I piccoli centri spesso non possono permettersi stagioni teatrali ad ampio raggio, a differenza delle città più grandi, dove i cartelloni (e i teatri) sono numerosi e la scelta è diversificata. L’offerta di spettacolo dal vivo grava sulle risorse economiche ed infrastrutturali disponibili e deve comunque soddisfare le richieste di un pubblico considerato nei suoi caratteri più generici. Ma se l’eccezione conferma la regola, quest’eccezione si presenta di fatto grazie ai festival.

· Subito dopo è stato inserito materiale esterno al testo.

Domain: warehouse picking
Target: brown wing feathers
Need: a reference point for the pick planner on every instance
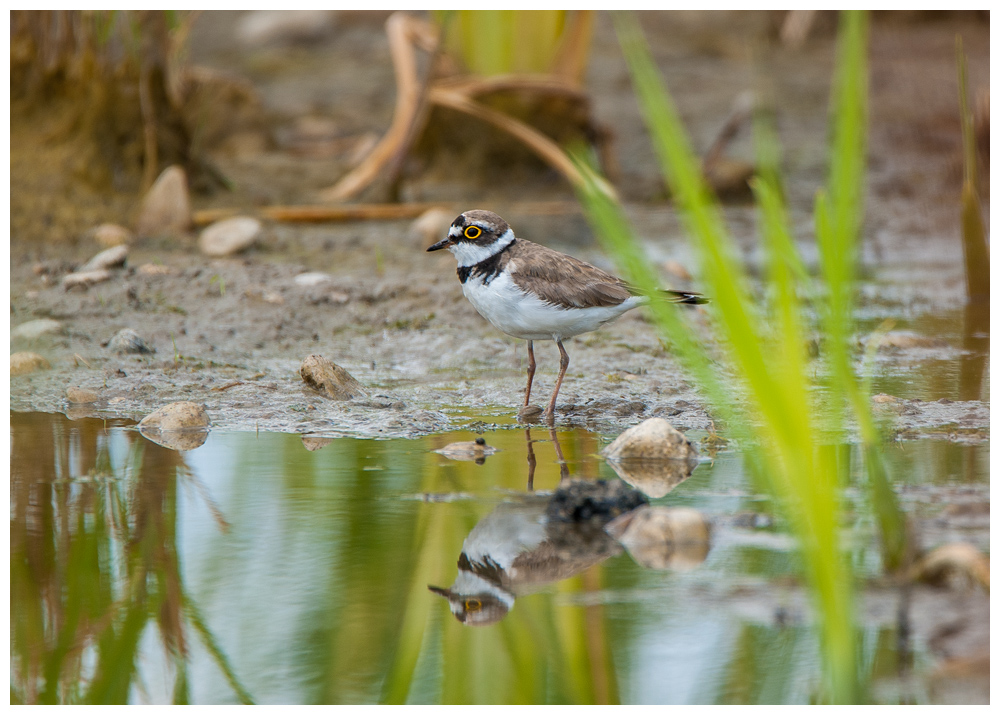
(563, 280)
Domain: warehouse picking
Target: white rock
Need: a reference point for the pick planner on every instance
(34, 329)
(109, 258)
(312, 279)
(127, 341)
(111, 234)
(177, 416)
(260, 27)
(166, 210)
(659, 537)
(229, 236)
(653, 439)
(330, 379)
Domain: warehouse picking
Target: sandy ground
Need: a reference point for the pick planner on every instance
(231, 333)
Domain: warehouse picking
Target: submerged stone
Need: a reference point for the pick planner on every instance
(25, 362)
(660, 537)
(329, 379)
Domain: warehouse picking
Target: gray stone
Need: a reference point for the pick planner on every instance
(24, 362)
(329, 379)
(34, 329)
(127, 341)
(229, 236)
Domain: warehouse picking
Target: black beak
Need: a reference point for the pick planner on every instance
(444, 243)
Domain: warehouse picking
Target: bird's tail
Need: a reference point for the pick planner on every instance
(686, 297)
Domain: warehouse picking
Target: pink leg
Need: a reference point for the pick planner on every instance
(550, 411)
(531, 373)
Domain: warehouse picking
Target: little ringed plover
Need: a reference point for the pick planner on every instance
(534, 293)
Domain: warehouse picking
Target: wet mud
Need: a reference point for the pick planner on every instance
(231, 333)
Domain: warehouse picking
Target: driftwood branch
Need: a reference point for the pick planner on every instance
(458, 93)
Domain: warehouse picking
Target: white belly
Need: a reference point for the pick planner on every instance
(525, 316)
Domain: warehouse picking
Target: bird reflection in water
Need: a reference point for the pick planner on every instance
(533, 540)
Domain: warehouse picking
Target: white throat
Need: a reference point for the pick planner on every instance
(469, 254)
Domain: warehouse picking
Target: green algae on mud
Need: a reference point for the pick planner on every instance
(337, 547)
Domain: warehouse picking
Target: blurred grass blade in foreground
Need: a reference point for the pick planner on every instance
(776, 416)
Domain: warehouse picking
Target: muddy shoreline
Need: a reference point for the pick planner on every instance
(231, 333)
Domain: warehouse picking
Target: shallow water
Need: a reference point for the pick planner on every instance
(251, 568)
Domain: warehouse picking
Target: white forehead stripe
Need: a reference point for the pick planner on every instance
(469, 253)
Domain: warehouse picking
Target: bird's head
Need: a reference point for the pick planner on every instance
(475, 236)
(474, 609)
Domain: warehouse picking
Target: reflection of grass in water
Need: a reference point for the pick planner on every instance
(775, 414)
(93, 565)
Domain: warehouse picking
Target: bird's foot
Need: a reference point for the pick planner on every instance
(529, 413)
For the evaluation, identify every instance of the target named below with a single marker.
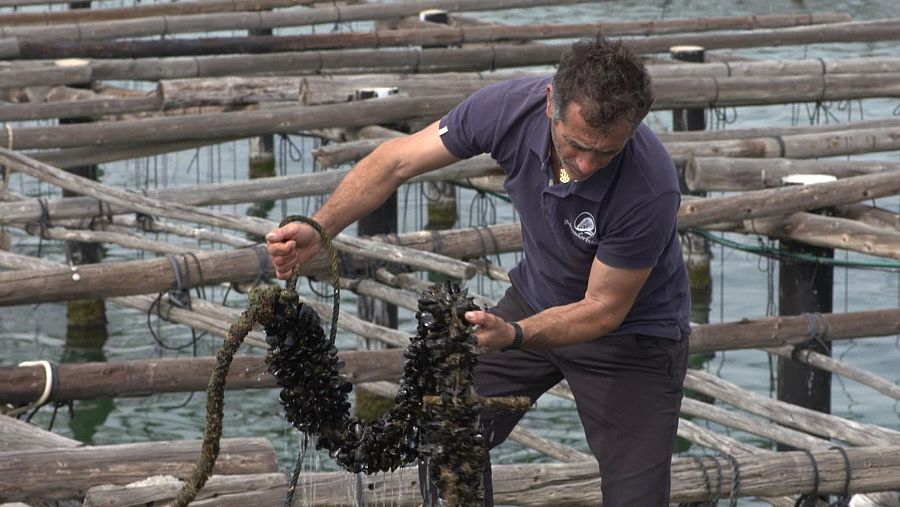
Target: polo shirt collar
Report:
(594, 188)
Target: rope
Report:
(844, 500)
(812, 499)
(735, 481)
(259, 303)
(49, 380)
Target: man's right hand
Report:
(293, 244)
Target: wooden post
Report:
(805, 288)
(85, 318)
(383, 220)
(262, 159)
(695, 248)
(441, 195)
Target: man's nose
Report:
(588, 162)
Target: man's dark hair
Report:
(606, 79)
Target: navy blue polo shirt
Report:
(624, 215)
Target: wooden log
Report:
(169, 375)
(827, 363)
(790, 415)
(428, 34)
(73, 72)
(24, 18)
(169, 25)
(770, 474)
(349, 244)
(778, 201)
(742, 91)
(870, 215)
(219, 490)
(242, 265)
(778, 331)
(51, 474)
(830, 232)
(91, 108)
(21, 436)
(741, 174)
(753, 426)
(826, 144)
(280, 187)
(236, 124)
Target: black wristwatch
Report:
(517, 340)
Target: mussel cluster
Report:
(440, 362)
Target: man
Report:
(601, 296)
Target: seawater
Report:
(743, 283)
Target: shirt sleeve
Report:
(470, 127)
(639, 236)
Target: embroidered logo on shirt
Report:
(584, 228)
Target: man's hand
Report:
(293, 244)
(493, 332)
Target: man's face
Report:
(583, 150)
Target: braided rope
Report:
(261, 301)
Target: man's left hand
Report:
(493, 332)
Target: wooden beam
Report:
(60, 473)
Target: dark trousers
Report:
(627, 392)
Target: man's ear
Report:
(549, 101)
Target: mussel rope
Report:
(215, 391)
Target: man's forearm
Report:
(559, 326)
(364, 188)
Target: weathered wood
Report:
(235, 192)
(420, 36)
(219, 491)
(778, 331)
(754, 426)
(23, 18)
(235, 124)
(826, 144)
(741, 174)
(670, 93)
(74, 72)
(50, 474)
(168, 375)
(167, 25)
(870, 215)
(22, 436)
(770, 474)
(779, 201)
(790, 415)
(828, 232)
(827, 363)
(242, 265)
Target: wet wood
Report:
(21, 436)
(44, 74)
(754, 426)
(742, 174)
(177, 24)
(233, 124)
(770, 474)
(807, 420)
(424, 35)
(220, 490)
(829, 364)
(778, 331)
(779, 201)
(50, 474)
(23, 18)
(280, 187)
(81, 381)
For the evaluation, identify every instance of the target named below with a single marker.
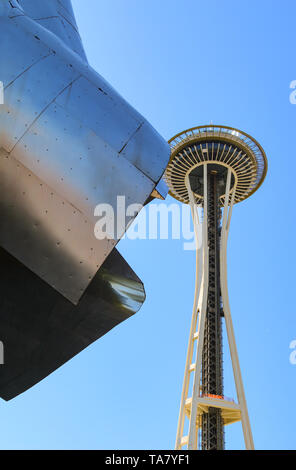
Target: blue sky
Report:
(182, 64)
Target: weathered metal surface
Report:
(65, 130)
(68, 142)
(41, 330)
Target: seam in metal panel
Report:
(46, 107)
(26, 70)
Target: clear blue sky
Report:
(183, 63)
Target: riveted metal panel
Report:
(78, 164)
(145, 151)
(47, 233)
(19, 50)
(22, 95)
(96, 108)
(71, 133)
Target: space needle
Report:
(211, 169)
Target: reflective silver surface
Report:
(68, 142)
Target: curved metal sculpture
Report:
(68, 142)
(212, 168)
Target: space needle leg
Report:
(197, 324)
(229, 326)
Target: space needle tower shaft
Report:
(211, 169)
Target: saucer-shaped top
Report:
(220, 147)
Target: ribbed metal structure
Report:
(212, 433)
(211, 169)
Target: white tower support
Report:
(212, 168)
(193, 404)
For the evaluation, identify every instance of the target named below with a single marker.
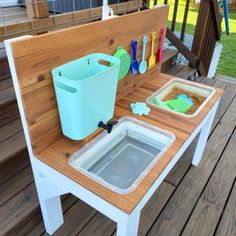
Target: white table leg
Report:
(204, 134)
(128, 224)
(50, 203)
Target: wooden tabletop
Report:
(57, 154)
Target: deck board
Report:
(191, 201)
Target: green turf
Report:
(227, 64)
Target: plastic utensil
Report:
(160, 54)
(134, 63)
(152, 58)
(125, 61)
(143, 64)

È questo il caso di Benevento, comune campano di circa 60.000 abitanti nel quale il festival “Benevento Città Spettacolo”, giunto ormai alla trentunesima edizione (3-12 settembre 2010), nel bene e nel male concede agli spettatori di assistere a spettacoli che solitamente non arrivano nei teatri sanniti da novembre ad aprile o giù di lì. Inoltre, benché certi protagonisti del teatro nazionale non manchino, gli spettacoli più interessanti sono spesso quelli che non hanno la necessità di fregiarsi di nomi a valore di richiamo.
La sperimentazione, quando ce n’è, è ben accetta, la molteplicità delle proposte pure, basta leggere il programma. I più, forse, si domanderanno, come non di rado accade, chi sono gli sconosciuti il cui nome campeggia sotto il curioso titolo di uno spettacolo – eccezion fatta per gli addetti ai lavori e per gli spettatori più attenti, che riconoscono le professionalità di valore.
Inoltre il festival si svolge nella e con la città, in tutti i sensi, valorizzandone le caratteristiche, riutilizzando spazi remoti e suggestivi, invitando lo spettatore a scoprire anche luoghi inusuali per lo spettacolo dal vivo, prima di rassegnarsi alla proposta stagionale, solitamente più ingessata e confinata nella struttura dei circuiti regionali e nelle proposte impacchettate per il pubblico invernale, borghese o popolare che sia.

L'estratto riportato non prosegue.